Em Portugal, 1 em cada 5 pessoas são pobres. É exatamente isto que mais me revolta. Vivemos num país em que a pobreza é desculpada, quase como se fosse perfeitamente natural e válido esta estatística ser verdadeira. Portugal é um país governado por aqueles que acham que viver na rua é um luxo, por aqueles que acreditam que toda a gente pode viver com pensões e ordenados míseros (quando os têm) menos os Senhores Doutores que mandam nesta merda toda. Perdoem-me a linguagem, mas às vezes é preciso dar nomes às coisas e este país não passa de uma merda, no seu estado mais puro.

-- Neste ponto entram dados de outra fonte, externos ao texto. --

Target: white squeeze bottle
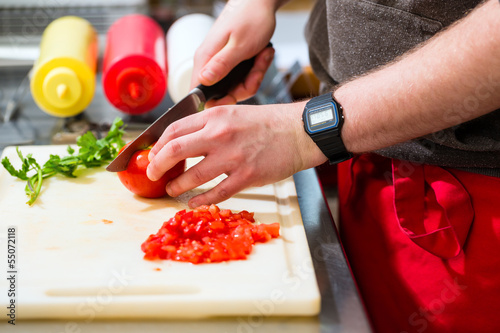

Ao ver casos destes (e outros que não são mediatizados) penso instantaneamente no que poderia fazer para ajudar. E pergunto-me: será que esses filhos da mãe que nos governam não pensam que um pedacinho do ordenado deles poderia ajudar muita gente? Será que não entendem que os milhões que metem ao bolso davam para salvar muitas pessoas da crueldade das ruas? Se alguns cidadãos comuns (mesmo não tendo muito) conseguem sentir a necessidade e até o dever de ajudar estas pessoas, como é que aquela gentinha não sente isso?
A meu ver, ajudar os sem-abrigo e toda a gente que faz parte da estatística que cobre o nosso país com um manto de vergonha, deveria ser um DEVER de todos, mas principalmente daqueles que têm tanto e nada fazem. Como podem eles dormir sabendo que 1 em cada 5 pessoas não sabem o que é viver, porque a única coisa que lhes é permitida é sobreviver? Somos governados por pessoas ou por cavalos? Sem ofensa aos cavalos, que devem concerteza ter mais sentimentos.
Chorei durante toda a reportagem. Chorei porque a verdade dói, custa a engolir e porque dou e sempre dei um valor enorme a pessoas que conseguem ir vivendo desta forma e que, mesmo assim, se dignam a ser pessoas honestas, quando tinham todas as razões do mundo para não o serem - visto que a desonestidade dá mais lucro por estes lados.
Orgulho-me de, pelo menos, viver num país em que os media fazem o que deve ser feito: divulgam estes casos. Se não servir como uma forma de abrir os olhos a quem se nega a ver, que sirva pelo menos de uma chapada na cara para esses "senhores" que todos os dias nos tentam atirar areia para os olhos com toda a porcaria que dizem.
Sinto-me revoltada com o país em que vivo, com a sociedade hipócrita e atrasada que temos e, principalmente, com os "ricalhaços" lá de cima, que são tão ricos e acabam por não ter nada.
Nunca esquecerei uma das últimas frases que Fernando disse: "Não sou capaz de pedir nada a ninguém, quando o faço é por grande necessidade ou porque tenho muita fome para o fazer."
Quando vivemos num país em que um sem-abrigo demonstra não ser capaz de pedir nada a ninguém, enquanto quem nos governa nem pede - apenas rouba - algo está mal. Se eu, que não sou ninguém, consigo ver isso, por que raio é que quem devia ver não vê?
Somos um país de cegos, do pior tipo de cegos: aqueles que não querem ver.